Friday, February 10, 2012

February 10, 2012

It's always kind of fun when you read about things in your morning paper you didn't expect.  Today's Washington Post has a fine example – a story from Beijing:   "Speculation grows over Chinese official's mysterious visit to U.S. Consulate."  No idea what the dude was doing. On the other hand it may be even more fun when the morning paper agrees with you.  Another example from today's Post – this one on the front page:  "Romney stuck in lukewarm, advisors fear."  This retired political reporter has felt just that way for some time now.  No idea what the dude is doing. I don't know what it is about Romney.  A line I've used about him before is Gertrude Stein's, "There is no there there."  I'd hate to have to explain exactly what she meant but I bet you get the general idea.  His father, who was governor of Michigan some years ago and an unsuccessful presidential candidate, never seemed to me to have much "there there" either. This column, it occurs to me, owes at least some of you an apology.  Last time it cheerfully predicted that Rick Santorum wouldn't win any of the three states in play on Tuesday.  Well, he won all three further scattering Republicans' search for a "there" all over the political landscape.  Oh, well…"nobody said it was going to be easy, and nobody was right." *    * George H.W. Bush

Tuesday, February 7, 2012

February 7, 2012

I saw a quote in Sunday's paper about Rick Santorum having high expectations for his chances in today's states:  Colorado, Minnesota and Missouri.  I'm afraid, dear reader, that I giggled. 
 
 It had nothing to do with the states involved – just the notion that Santorum was raising high expectations about much of anything, anywhere.  So far he just doesn't have the numbers in votes or money or percentages;  maybe expectations are the only thing he can raise. Is he dreaming?  Is he delusional?  Is he hopelessly optimistic?  Or is he making a adman's last pitch?
 
Politics these days is a little like those giant clothing ads you see in the paper:  20% off; no, 30%; no, 50% - until you finally realize your are getting 80% off.  It's meant to get you to reach for something you hadn't thought about, don't want and don't need – but the deal is too good to resist.  The ads may have had the same tone 150 years ago;  the politicians were very different.  It's a little hard somehow to imagine this silliness from a Jefferson or an Adams or a Madison.
 
Something has happened to our politics.  What's the old saying?  It describes a diplomat as an honorable man who is willing to lie for the good of his country.  With politicians – and not just with Santorum, with the lot - we seem to have gone way past that.
 
This old reporter loves politics so much that sometimes it can feel like a game.  This is serious stuff in serious times.Come on, guys, let's head back toward the straight and narrow. 

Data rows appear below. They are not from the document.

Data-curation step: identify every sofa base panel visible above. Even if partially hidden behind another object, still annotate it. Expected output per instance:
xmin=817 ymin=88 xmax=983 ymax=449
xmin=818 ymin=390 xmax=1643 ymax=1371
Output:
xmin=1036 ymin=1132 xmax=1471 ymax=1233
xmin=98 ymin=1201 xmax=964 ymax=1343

Thursday, February 2, 2012

January 2, 2012

Every once in a while in a campaign something happens which is perfectly bizarre and improbable.  That's how you know it's a campaign. My favorite example for this week is Mitt Romney's campaign manager rolling on the ground after his candidate has said where a reporter could hear it, "I'm not concerned about the very poor." To be fair, he went on to add, "We have a safety net there.  If it needs a repair, I'll fix it."  Common sense there, to be sure.  Consolation for a campaign manager contemplating lurid headlines?  Sorry, pal. It says something about American politics that the candidates are out there so long, talk so often, that some blooper like that one is almost bound to break free.  What is the staff to do about it?  After you get past pray, the choices are hard.  Putting a line that that one back into context is like putting the genie back into the bottle.  It can't be done.   The other side of the long campaign coin, I suppose, is that they are out there so long that we really can get a pretty good notion of who they are.  The great American electorate can make mistakes, of course.  I'm old enough to remember a president who famously declared, "I am not a crook."  Most of us came to feel he was wrong about that but by then two elections had gone by and it was, to put it mildly, too late. Now what was it Romney said about the very poor again?